Their willingness to exempt screen reader / accessibility capable or accessibility focused third party apps from API pricing is good faith IMO.

So the NSFW changes seem to be prompted by regulatory threats & Reddit getting the approaches covered, & this also seems to confirm that the API shutdown for many third party apps is because the API was a golden goose for those developers, laying golden eggs - both in user content & in giving those app developers the opportunity to run their own adverts alongside reddit content.


Their fight with ad blocking is the same Cold War every other social media site has. If they’re serving ads off of distinctly named infrastructure, or even distinctly subnetted or IP-addressed infrastructure, an adblocking router config will kill them no matter, & there’d be people writing those and distributing them. Their only hope would be to serve ads inline with content, to defeat those. Which … they already do, I think? I dunno. It would be how they’d serve adverts to Apollo users and RiF users. I think the biggest adblocking issue they have is people on desktop chrome & Firefox. Who already aren’t using the API.
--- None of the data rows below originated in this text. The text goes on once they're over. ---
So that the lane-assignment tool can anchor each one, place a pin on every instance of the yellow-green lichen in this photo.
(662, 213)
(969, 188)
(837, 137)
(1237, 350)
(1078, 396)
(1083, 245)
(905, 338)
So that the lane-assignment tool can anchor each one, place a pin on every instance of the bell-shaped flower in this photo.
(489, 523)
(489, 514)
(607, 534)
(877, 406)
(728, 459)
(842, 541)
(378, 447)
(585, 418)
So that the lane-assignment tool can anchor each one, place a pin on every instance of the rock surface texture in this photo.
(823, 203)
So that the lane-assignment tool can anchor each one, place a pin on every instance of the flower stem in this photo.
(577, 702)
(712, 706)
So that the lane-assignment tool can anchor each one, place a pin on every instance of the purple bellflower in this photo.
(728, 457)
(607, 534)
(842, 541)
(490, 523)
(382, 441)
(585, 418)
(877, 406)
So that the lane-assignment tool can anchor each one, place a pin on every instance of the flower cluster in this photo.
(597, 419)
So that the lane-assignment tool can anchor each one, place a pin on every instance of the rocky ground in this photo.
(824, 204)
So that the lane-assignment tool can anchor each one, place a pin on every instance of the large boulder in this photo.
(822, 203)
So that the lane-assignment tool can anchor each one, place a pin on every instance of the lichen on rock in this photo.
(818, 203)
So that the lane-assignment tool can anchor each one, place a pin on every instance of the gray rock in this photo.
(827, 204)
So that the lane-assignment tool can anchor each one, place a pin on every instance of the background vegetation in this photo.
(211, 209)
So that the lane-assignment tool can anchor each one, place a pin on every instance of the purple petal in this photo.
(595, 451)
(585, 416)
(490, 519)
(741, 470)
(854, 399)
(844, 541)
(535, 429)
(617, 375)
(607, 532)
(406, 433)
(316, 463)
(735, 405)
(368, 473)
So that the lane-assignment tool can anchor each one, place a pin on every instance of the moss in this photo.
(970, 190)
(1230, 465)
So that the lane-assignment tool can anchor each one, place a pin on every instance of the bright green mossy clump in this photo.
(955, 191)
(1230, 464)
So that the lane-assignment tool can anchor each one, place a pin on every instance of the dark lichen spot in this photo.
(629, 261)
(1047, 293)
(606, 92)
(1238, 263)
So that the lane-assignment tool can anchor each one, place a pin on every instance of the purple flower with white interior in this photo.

They didn’t lock old.reddit out of new features; it’s a really unwieldy codebase, and making changes to old,reddit is like shaking a wooden water tower. It holds up the water tank as long as it’s a static load, not dynamic. I’ve had to read / maintain / debug source code in my career - and I’ve read the old open sourced Reddit code, and it is … well, it’s not designed for building up and out. It’s not even designed for maintaining over time. It was designed to get a message board running with occasional weekly downtimes, and a lot of “you broke reddit” and a bunch of RSS feeds and API endpoints, and no view to end user experience. It was built with the same mindset as building windows 3.1. Coding some of the features would be like backporting their support code to windows 3.1 - but not as libraries, as device drivers.


Ad blocking companies then come to publishers with extortion payment plans.